It was extremely hard work to try and love myself better and I am certainly not at some finish line or anything. The external manifestations have faded, but the thought processes remain. They were wired into my mind at that age when minds are wired. I am unwiring. Someday I may be wireless. Maybe I never will.

One thing I have attempted since moving from Chicago to Los Angeles two years ago is to have greater openness about my body. The layered clothing I used to divert attention from my actual human shape makes no sense in L.A.; it’s a zillion degrees here. People actually have pool parties—like adult people have pool parties for adults.

Bathing suits weren’t a huge part of my life in Chicago. I didn’t really go swimming with pals. In L.A., I do. I didn’t know if I would be able to—it took some looking in the mirror and giving myself a pep talk—but I am and I’m totally proud of myself about it. I wear a dang bikini even!
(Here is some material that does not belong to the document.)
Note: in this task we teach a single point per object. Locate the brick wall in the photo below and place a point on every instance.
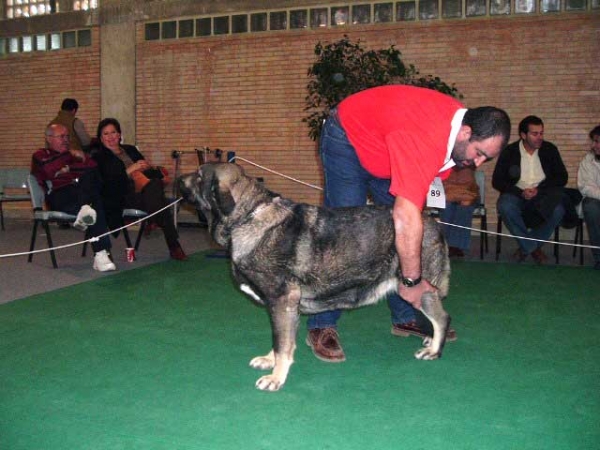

Yesterday wasn’t the first time I have taken my shirt off in front of a woman—YOU KNOW IT WASN’T!—and it wasn’t the first time I’ve stood bra-only in front of a stranger for a fitting. But it was a little secret victory—a Victorious Secret—because I ate a relatively unmonitored breakfast and popped my shirt right off and felt comfortable in my body. And to be honest, I was wearing a really great bra.